Julianne Moore stars as Lisey and it is she along with Joan Allen and Jennifer Jason Leigh as respectively her sisters Amanda (a mentally fragile individual slipping into catatonia) and Darla, who make the series in any way watchable. Mining the depths of rage and sorrow are what Moore does best (though her comic abilities go too often unremarked) but she gets little scope for doing so here because we spend so much time flashing backwards and forwards. We are taken into and out of her dreams of her dead husband Scott Landon (Clive Owen, slightly more convincing than usual) so often that there is hardly a chance for her to miss him at all.
Any hallucination-free moments she does have are spent battling Professor Dashiel (Ron Cephas Jones), who is desperate to comb Landon’s archive for precious unpublished manuscripts. This becomes a much bloodier battle when he enlists Jim Dooley (Dane DeHaan, managing to create some of the few chilling moments as a superfan teetering on the edge of madness) to help “persuade” her.

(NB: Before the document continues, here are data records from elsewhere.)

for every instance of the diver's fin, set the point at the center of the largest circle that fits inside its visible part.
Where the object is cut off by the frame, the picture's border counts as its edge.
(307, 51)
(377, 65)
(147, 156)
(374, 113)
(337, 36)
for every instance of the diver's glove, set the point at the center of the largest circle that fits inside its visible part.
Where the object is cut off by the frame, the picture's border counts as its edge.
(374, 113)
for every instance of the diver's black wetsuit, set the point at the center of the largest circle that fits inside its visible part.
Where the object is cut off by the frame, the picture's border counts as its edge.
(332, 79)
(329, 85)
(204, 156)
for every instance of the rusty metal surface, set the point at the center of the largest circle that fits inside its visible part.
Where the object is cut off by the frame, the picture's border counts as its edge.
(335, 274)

The series is overstuffed and airless. We move through a thick paste of schlocky supernatural suggestion, false memories, monsters, real memories more terrible than the monsters that stand in for them, repression and embarrassing intrusions of authorial ego. (“There has never been a writer who has so seamlessly blended the realistic and the fantastic,” announces Prof Dashiel in the opening scenes.)

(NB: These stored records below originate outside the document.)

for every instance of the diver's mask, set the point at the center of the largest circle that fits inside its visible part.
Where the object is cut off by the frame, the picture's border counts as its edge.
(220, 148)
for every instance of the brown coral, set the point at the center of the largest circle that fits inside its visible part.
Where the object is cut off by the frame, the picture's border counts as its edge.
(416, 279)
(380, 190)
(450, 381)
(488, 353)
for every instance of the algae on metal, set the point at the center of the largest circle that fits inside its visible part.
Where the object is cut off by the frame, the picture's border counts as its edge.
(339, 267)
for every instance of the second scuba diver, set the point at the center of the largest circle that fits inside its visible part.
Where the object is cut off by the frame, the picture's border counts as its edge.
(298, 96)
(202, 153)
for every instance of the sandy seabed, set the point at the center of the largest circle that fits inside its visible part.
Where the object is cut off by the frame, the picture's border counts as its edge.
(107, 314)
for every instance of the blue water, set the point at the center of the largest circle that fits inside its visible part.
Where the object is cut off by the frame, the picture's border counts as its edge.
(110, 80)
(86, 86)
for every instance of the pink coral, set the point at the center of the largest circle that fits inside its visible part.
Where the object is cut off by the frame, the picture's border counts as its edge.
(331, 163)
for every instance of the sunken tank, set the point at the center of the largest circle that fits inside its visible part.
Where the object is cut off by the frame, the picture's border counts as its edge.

On top of that we must wade through grandiose ideas and themes: a pool with life-giving properties; self-mutilation; abusive childhoods; family stains and all the secretiveness and psychic malformation that follow. There is also, for some reason, an alternative realm to which some characters have learned to retreat (and occasionally forget they can do so).
Add a relentlessly repetitive narrative structure, and the show is left with precious little space to let dread build, to make the scary things scary and the emotional things moving. Let alone time to explore the highways and byways of grief and how far the human heart will go to try and escape it. If you don’t mentally tap out before the second hour is up – well, good for you … and are you Stephen King?